Suspected U.S. missiles destroyed a moving vehicle near Pakistan's border with Afghanistan on Friday, killing four alleged militants inside it, Pakistani intelligence officials said.

The attack by unmanned drones is the second in a week to hit North Waziristan as the U.S. intensifies its search-and-destroy missions in the strongholds of Taliban and al-Qaida-linked fighters who plot attacks on NATO troops across the border in Afghanistan.

The aircraft fired two missiles at the vehicle Friday afternoon near Marsi Khel village, according to two Pakistani intelligence officials.

The identity of those killed was not immediately known but they were said to be militants, the officials said. They spoke on condition of anonymity because they were not authorized to release the information.

More than 100 American drone strikes have killed targets inside Pakistan so far this year, a major surge over previous years. Nearly all this year's attacks have hit North Waziristan, where Muslim extremists run a virtual mini-state outside the Pakistani government's control.

The drone strikes to kill high-ranking militants is rarely officially acknowledged by Washington. The program, which U.S. officials say has killed hundreds of insurgents, has been condemned by critics who say it may constitute illegal assassinations and violate international law.

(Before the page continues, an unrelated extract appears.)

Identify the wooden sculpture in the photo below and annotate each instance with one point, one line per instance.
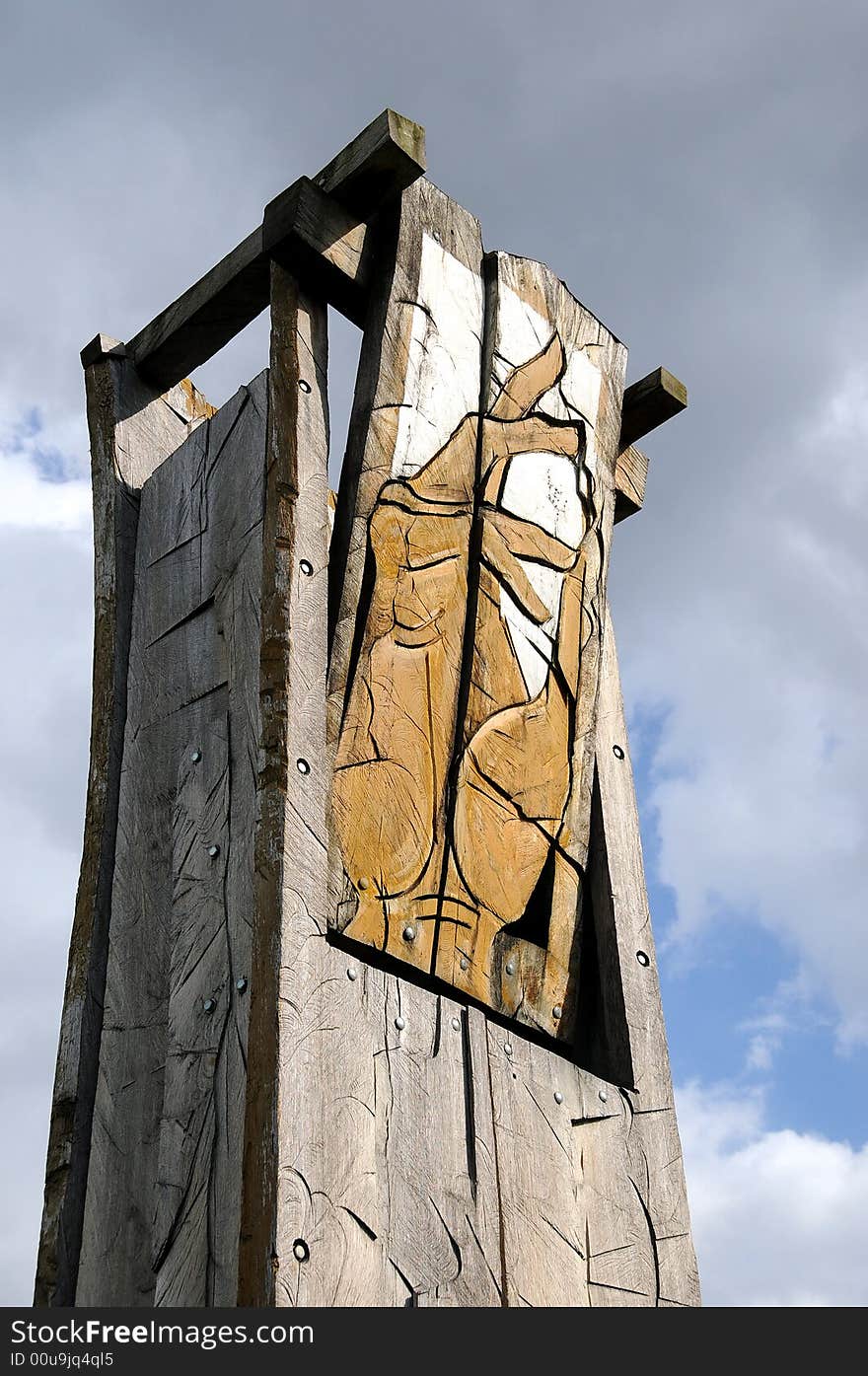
(362, 1003)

Foreign jihadists are known to operate in Marsi Khel area, and local tribesmen also say that homegrown militants, including fighters loyal to Pakistani Taliban leader Hakimullah Mehsud, have also moved into the region recently, having been driven out of their strongholds in nearby South Waziristan by a Pakistani army offensive.

Pakistan's U.S.-allied government officially denounces the missile attacks as a violation of the country's sovereignty that threatens to further alienate the population against the army and central authorities. It has asked Washington to transfer the technology to Islamabad so that the Pakistani army could launch such strikes on its own.

American authorities want Pakistan's military to launch an offensive in North Waziristan, but Islamabad has resisted, saying its military is already stretched too thin fighting the Taliban and other Muslim extremists in South Waziristan and elsewhere in the northwest.